Dreyfuss is comfortable discussing the sweep of human history, but he's especially drawn to the drama of the Civil War.

In March, he was the star attraction at a Washington, D.C., event for the Civil War Preservation Trust, which annually releases a report on endangered battlefields. His interest in the Civil War goes way back, and he was recruited as a re-enactor at the battle of Cedar Creek, in northern Virginia, while filming "What About Bob?," which was set at New Hampshire's Lake Winnipesaukee but filmed at Smith Mountain Lake in Virginia.

Dreyfuss won an Oscar at 29 for "The Goodbye Girl," making him then the youngest male lead to win the trophy. He said the honor wasn't necessarily a good thing.

"I was too young," he said. "I didn't know until later that I am built to be in pursuit. I am not built to have achieved. I'm happiest when I'm on the hunt."

The Dreyfuss Initiative has put the actor back in the hunt – for a Nobel peace prize.

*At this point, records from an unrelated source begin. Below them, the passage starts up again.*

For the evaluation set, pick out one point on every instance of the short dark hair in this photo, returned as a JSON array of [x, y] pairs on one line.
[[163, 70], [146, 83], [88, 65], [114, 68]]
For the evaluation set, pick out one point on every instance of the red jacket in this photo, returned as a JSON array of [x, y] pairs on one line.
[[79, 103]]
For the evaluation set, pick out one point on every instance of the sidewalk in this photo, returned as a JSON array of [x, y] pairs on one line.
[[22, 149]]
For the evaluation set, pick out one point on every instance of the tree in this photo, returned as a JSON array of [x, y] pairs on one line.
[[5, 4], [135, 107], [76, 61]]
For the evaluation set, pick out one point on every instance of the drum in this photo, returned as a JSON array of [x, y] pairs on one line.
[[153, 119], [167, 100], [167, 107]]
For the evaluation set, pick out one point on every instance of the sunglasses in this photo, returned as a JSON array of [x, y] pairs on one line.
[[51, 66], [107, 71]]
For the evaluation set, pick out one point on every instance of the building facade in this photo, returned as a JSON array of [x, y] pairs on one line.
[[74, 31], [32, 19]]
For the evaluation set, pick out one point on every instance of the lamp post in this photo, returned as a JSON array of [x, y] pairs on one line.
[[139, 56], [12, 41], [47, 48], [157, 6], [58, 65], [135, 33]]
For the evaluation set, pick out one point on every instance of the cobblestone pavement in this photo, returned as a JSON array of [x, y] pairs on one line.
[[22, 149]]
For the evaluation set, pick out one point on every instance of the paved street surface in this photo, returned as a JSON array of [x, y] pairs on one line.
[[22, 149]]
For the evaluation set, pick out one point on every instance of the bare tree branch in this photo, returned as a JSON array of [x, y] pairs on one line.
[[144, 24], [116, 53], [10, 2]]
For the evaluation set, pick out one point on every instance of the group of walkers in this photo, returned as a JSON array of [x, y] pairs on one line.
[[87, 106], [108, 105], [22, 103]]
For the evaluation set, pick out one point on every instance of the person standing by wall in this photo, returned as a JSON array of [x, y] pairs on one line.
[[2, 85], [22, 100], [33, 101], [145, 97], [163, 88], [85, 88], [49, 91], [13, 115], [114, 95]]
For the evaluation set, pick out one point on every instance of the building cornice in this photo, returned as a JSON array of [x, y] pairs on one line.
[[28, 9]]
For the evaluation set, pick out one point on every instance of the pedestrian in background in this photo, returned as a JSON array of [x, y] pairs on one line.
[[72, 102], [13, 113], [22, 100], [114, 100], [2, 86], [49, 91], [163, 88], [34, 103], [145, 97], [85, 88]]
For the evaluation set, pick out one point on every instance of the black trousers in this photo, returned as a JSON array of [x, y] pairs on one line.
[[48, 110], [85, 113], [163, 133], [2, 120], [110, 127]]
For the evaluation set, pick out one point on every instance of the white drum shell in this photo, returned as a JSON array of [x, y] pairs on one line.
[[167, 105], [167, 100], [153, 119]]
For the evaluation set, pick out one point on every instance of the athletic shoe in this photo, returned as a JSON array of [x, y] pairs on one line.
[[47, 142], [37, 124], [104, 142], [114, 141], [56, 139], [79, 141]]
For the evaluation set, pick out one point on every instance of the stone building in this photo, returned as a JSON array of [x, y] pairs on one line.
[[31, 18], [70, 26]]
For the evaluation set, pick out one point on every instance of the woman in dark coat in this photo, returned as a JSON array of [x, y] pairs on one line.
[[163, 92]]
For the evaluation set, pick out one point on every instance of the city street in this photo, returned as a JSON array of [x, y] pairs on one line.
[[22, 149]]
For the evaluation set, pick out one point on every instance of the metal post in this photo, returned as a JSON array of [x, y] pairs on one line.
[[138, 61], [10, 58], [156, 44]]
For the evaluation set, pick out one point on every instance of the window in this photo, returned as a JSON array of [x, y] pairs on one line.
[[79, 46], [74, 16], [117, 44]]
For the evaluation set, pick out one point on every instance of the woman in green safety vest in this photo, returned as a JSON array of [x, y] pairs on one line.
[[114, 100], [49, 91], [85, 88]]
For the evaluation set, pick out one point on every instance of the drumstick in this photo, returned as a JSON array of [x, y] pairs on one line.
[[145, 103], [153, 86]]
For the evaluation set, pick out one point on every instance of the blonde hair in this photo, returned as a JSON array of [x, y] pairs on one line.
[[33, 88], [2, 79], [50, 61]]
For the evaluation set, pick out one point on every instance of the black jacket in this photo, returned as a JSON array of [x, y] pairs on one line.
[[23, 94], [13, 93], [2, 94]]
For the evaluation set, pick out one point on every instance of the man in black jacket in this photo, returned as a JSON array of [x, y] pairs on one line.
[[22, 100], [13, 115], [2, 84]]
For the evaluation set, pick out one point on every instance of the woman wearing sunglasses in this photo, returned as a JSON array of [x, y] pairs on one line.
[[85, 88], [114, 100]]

"Not to be glib about it, because nothing about this is glib, but I'm going for the Nobel," he said. "If I before I get it, I'd rather have a lofty ambition."
BumbleBeeBoogie
 
  1  
Reply Sun 18 Sep, 2011 11:57 am
@BumbleBeeBoogie,
Written collaboratively by the Executive Committee in conjunction with Richard Dreyfuss

There is no greater mandate in education than guiding our children to act as responsible citizens engaged in their community, nation, and the world around them. Our children will be the source of new ideas, new industries, and new jobs; the source of new problems facing our world. Excellence in Civics education is the linchpin of our success or failure in the world being created right now. This effort must be non-partisan. The principles upon which our country was founded shattered Old World notions of governance, and our Constitution remains, to this day, nothing short of a political miracle.

Teachers must have the tools, knowledge, and resources they need to convey these principles to the students they serve, and to nourish and cultivate bright, eager, civic-minded and responsible citizens to serve our future.